答えを探そうとした瞬間、彼の意識は不意に過去へと引き戻される。
---
高校三年の夏。インターハイ初戦。
五島エリック麗矢は、赤コーナーに立っていた。
会場は地方都市の古い体育館で、天井の高い空間に観客のざわめきが反響していた。全国高校ボクシング選手権六冠という肩書きは、すでに彼の背中に貼り付いていた。勝って当然。圧倒して当然。誰もがそう思っていたし、彼自身も疑っていなかった。
ゴングが鳴る。
相手は無名に近い選手で、派手さも迫力もない。ただ、動きが地味な分、無駄がなかった。

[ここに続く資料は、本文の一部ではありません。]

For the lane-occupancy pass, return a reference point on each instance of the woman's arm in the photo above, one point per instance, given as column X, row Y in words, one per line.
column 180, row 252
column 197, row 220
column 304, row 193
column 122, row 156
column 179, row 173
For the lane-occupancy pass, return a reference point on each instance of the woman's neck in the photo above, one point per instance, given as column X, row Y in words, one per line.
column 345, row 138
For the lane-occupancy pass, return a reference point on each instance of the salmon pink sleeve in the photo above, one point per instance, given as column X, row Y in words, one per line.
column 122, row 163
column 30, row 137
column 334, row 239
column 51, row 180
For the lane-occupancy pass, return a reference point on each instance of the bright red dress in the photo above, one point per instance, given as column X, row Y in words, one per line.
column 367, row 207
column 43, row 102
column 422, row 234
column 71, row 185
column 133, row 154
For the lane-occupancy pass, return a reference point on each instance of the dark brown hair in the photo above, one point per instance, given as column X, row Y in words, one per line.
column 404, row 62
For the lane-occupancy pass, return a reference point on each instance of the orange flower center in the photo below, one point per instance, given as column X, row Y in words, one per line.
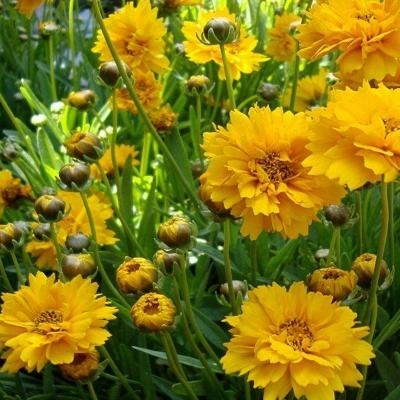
column 276, row 169
column 48, row 321
column 298, row 334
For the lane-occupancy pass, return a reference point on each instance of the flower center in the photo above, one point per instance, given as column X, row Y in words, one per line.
column 276, row 169
column 48, row 321
column 298, row 334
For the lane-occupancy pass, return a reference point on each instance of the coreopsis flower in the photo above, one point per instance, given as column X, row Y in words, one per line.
column 281, row 44
column 136, row 275
column 83, row 366
column 310, row 90
column 240, row 55
column 51, row 321
column 256, row 171
column 136, row 33
column 296, row 340
column 153, row 312
column 364, row 267
column 366, row 32
column 27, row 7
column 122, row 152
column 357, row 131
column 11, row 190
column 147, row 89
column 76, row 221
column 333, row 281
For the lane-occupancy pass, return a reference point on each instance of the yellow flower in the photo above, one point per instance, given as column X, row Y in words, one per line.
column 136, row 33
column 333, row 281
column 146, row 88
column 309, row 91
column 51, row 321
column 296, row 340
column 367, row 32
column 11, row 191
column 240, row 55
column 76, row 221
column 357, row 131
column 281, row 44
column 122, row 153
column 255, row 170
column 27, row 7
column 153, row 312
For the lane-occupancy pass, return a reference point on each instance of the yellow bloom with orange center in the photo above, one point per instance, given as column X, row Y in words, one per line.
column 11, row 191
column 357, row 131
column 27, row 7
column 240, row 55
column 76, row 221
column 136, row 33
column 256, row 171
column 281, row 45
column 296, row 340
column 147, row 89
column 367, row 33
column 122, row 152
column 51, row 321
column 310, row 90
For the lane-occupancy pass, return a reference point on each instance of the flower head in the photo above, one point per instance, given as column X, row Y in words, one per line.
column 296, row 340
column 153, row 312
column 367, row 33
column 240, row 55
column 357, row 131
column 256, row 171
column 281, row 44
column 136, row 33
column 51, row 321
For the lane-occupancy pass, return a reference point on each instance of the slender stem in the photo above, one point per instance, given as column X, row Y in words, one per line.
column 372, row 302
column 5, row 277
column 232, row 102
column 186, row 298
column 227, row 265
column 118, row 373
column 170, row 351
column 97, row 258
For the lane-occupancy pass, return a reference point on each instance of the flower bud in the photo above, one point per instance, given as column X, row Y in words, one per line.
column 109, row 73
column 83, row 367
column 167, row 262
column 77, row 243
column 75, row 174
column 364, row 267
column 338, row 215
column 9, row 234
column 153, row 312
column 332, row 281
column 177, row 232
column 136, row 275
column 268, row 91
column 51, row 208
column 219, row 31
column 84, row 146
column 81, row 100
column 78, row 264
column 198, row 84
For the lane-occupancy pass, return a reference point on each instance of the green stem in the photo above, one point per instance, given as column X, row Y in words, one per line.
column 174, row 363
column 184, row 287
column 232, row 102
column 5, row 277
column 371, row 310
column 142, row 113
column 118, row 373
column 228, row 270
column 97, row 258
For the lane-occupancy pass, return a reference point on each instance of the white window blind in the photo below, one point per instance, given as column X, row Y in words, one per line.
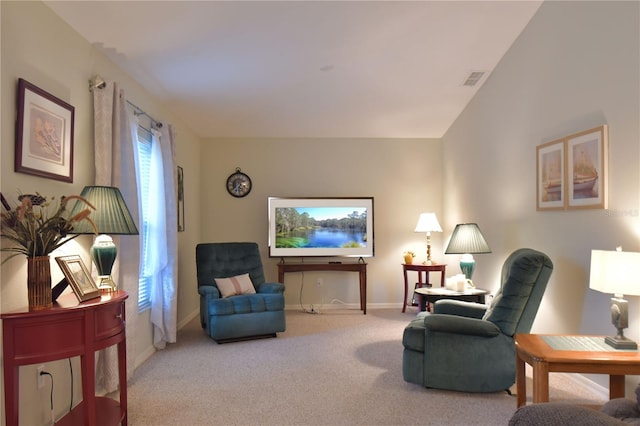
column 144, row 158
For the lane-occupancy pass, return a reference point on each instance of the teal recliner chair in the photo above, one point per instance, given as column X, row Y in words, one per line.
column 241, row 316
column 469, row 347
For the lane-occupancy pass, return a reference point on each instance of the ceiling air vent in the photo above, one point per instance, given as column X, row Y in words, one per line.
column 473, row 78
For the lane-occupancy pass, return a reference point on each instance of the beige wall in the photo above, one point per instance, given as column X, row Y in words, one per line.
column 575, row 67
column 403, row 176
column 43, row 50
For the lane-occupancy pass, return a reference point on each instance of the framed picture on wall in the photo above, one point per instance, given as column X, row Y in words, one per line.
column 587, row 160
column 550, row 176
column 44, row 134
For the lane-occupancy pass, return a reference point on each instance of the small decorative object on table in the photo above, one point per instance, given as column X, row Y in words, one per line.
column 408, row 257
column 35, row 230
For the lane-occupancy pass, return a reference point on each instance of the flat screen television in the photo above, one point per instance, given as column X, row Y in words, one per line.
column 341, row 227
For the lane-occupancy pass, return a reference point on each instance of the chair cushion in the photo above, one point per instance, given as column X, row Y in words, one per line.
column 413, row 336
column 246, row 303
column 521, row 275
column 233, row 286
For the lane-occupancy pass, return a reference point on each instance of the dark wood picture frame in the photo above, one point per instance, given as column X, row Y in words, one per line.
column 44, row 134
column 78, row 277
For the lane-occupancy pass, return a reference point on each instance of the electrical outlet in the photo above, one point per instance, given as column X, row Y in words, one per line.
column 40, row 377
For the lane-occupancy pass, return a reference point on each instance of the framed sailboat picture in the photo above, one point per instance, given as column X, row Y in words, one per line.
column 551, row 183
column 587, row 159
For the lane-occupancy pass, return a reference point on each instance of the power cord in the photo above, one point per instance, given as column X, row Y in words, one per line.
column 71, row 372
column 312, row 309
column 46, row 373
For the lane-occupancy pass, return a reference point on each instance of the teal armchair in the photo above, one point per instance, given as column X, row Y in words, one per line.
column 469, row 347
column 241, row 316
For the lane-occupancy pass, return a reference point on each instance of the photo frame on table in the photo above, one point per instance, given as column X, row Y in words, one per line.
column 587, row 173
column 44, row 134
column 78, row 277
column 180, row 199
column 550, row 176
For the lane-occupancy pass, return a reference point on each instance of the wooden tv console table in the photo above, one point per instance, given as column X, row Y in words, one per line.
column 66, row 330
column 359, row 267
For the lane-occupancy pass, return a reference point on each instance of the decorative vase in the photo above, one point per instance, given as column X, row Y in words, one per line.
column 39, row 283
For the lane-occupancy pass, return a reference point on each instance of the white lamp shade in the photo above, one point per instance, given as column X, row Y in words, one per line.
column 428, row 222
column 615, row 272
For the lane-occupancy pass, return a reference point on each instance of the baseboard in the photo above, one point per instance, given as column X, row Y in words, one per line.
column 337, row 304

五島は慎重になりすぎていた。カウンターを狙い、距離を測り、完璧な一撃を待つ。だが、待つ時間が長すぎた。相手は小さなジャブを当て、当てては離れる。ダメージはない。だが、ポイントは確実に削られていく。
セコンドの声が聞こえる。
「手数! エリック、手数出せ!」
分かっている。分かっているのに、体が動かない。
負けるはずがない、という意識が、逆に彼の拳を鈍らせていた。
試合終了のゴング。
判定は、青コーナー。
一瞬、何が起きたのか理解できなかった。会場のざわめきが遠ざかり、視界が歪む。負けた? 自分が? 初戦で?

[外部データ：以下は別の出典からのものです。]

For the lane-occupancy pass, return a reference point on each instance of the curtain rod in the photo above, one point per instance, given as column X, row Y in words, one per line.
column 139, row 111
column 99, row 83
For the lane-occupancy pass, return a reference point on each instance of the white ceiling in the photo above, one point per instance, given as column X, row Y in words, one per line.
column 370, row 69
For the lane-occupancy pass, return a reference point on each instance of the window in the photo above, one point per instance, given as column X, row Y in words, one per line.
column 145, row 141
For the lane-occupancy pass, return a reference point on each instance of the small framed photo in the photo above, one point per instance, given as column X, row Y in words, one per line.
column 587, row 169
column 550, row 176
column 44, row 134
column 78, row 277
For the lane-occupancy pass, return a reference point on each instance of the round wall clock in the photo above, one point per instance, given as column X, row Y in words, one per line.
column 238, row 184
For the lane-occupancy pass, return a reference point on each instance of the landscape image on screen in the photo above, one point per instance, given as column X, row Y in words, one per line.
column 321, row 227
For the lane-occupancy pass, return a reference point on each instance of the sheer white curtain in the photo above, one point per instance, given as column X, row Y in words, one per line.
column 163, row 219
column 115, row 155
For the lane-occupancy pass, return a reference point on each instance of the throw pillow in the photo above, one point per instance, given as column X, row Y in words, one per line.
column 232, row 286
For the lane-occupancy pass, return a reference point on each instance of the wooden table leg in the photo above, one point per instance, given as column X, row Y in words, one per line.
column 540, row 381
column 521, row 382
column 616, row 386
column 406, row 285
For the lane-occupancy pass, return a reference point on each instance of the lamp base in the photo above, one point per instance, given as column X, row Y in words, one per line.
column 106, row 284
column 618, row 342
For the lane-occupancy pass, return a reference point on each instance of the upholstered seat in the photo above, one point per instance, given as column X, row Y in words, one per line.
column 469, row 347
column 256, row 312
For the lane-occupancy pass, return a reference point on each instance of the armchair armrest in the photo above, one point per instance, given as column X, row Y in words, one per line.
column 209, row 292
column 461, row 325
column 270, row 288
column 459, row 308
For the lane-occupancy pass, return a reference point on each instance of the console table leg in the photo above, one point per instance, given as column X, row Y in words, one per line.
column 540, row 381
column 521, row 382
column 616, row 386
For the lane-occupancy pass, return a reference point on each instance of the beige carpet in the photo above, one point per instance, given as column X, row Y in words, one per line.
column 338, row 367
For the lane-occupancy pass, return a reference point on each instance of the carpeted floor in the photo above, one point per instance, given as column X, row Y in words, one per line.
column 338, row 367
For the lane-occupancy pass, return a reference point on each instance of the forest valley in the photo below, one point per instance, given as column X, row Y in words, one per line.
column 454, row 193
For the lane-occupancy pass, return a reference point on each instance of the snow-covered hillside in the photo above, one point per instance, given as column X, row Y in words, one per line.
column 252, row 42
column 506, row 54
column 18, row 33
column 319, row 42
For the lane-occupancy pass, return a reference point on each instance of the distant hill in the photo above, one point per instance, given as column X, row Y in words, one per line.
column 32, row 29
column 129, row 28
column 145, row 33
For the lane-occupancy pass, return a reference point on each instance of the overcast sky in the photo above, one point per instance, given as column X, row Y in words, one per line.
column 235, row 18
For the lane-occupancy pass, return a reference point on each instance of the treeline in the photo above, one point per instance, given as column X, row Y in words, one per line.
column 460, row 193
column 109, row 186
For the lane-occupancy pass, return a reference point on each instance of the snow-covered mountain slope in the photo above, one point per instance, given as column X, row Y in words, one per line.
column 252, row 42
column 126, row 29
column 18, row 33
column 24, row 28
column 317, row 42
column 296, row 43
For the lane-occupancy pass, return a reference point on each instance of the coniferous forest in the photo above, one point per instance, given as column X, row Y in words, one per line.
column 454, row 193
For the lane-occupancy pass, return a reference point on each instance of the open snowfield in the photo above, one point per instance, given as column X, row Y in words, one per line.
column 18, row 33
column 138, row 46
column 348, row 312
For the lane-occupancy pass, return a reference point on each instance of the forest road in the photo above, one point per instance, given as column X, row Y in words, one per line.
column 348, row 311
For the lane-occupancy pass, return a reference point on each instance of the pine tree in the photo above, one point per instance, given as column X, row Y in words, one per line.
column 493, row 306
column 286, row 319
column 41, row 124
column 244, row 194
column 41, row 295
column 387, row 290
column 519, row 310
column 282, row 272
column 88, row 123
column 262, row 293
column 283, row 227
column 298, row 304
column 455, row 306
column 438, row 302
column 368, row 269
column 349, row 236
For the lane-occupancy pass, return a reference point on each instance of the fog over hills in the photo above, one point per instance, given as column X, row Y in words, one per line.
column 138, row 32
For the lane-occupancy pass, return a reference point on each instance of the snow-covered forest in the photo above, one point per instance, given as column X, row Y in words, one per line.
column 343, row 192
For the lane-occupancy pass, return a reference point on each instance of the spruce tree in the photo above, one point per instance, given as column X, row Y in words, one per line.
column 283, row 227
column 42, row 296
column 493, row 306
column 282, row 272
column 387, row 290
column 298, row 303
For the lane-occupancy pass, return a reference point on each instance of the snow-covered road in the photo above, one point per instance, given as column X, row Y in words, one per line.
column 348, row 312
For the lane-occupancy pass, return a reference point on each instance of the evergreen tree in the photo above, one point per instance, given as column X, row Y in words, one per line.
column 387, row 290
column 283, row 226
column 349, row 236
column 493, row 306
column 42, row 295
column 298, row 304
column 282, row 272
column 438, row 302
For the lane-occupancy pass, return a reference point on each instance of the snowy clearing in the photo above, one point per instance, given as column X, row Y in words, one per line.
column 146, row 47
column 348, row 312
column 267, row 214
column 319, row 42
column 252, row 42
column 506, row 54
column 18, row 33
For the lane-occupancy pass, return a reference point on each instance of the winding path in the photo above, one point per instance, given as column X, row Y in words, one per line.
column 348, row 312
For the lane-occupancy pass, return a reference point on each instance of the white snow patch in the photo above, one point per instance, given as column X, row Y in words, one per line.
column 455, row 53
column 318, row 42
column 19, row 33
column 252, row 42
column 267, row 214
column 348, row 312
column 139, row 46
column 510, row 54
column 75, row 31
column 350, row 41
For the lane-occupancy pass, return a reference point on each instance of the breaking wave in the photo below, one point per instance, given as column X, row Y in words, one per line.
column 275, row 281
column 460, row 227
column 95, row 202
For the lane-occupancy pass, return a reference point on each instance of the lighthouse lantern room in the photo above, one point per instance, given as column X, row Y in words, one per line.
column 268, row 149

リングを降りた彼は、控室のモニターで次の試合を見た。
自分に勝った相手が、次戦で何もさせてもらえず、判定で惜敗する。圧倒され、翻弄され、最後は立っているだけだった。
――俺は、あいつ以下だったのか。
その事実が、拳で殴られるよりも強く、彼の心を打ち抜いた。
勝てた試合。
いや、勝たなければならなかった試合。
手数を出せなかった自分。
負ける未来を、どこかで恐れていた自分。
その日から、五島の中に小さな亀裂が生まれた。
---
さらに遡る。
中学時代。
五島エリック麗矢は、当時、野球部に所属していた。内野手。打撃よりも守備に定評があり、堅実な選手だと評価されていた。
県大会の予選。
終盤まで一点リード。あとアウト一つで勝利、という場面。
飛んできたのは、何でもないゴロだった。
いつも通りに捕って、いつも通りに投げれば終わる。
だが、その「いつも通り」が崩れた。
グラブの先に当たったボールは、不規則に跳ね、指先を弾く。ボールは転がり、ランナーが生還する。逆転。
ベンチの空気が凍りついた。
誰も何も言わない。ただ、視線だけが刺さる。
試合はそのまま終わった。
敗因は明確だった。
ロッカールームで、五島は一人、俯いていた。誰かが声をかけてくれることを、心のどこかで期待していた。だが、誰も来なかった。
それ以来、彼はチームメイトと距離を置くようになった。
時間が経ち、連絡先だけはスマートフォンに残っている。
夜、ふとした瞬間にLINEを開く。
未送信のメッセージ欄にカーソルが点滅する。
「……」
何を書けばいいのか分からない。
謝罪か。
言い訳か。
それとも、何事もなかったかのような一言か。
結局、彼は画面を閉じた。
胸に残ったしこりだけが、消えずにそこにあった。
---
現在。
五島エリック麗矢は、サンドバッグの前に立っていた。
過去の記憶が、音もなく背後に並ぶ。
高校三年の敗北。
中学時代の失策。
どちらも、共通している。
負けることへの恐怖。
失敗した自分と向き合えなかった弱さ。
彼は、それを直視しなかった。
代わりに選んだのは、努力だった。圧倒的な練習量。圧倒的な結果。
そして、自尊心という分厚い殻。
「俺は負けない」
何度も、何度も、そう言い聞かせてきた。
負けを恐れている自分を、認めないために。
拳がバッグに叩きつけられる。
鈍い音が、夜のジムに響く。
大内祐介の姿が、ふと脳裏をよぎる。
負け続け、年を重ね、それでもリングに立ち続けた男。
五島は顔を歪める。
シンパシーなど、認めたくない。
自分は違う。
違わなければならない。
だが、恐怖を隠すように振るう拳は、どこか必死だった。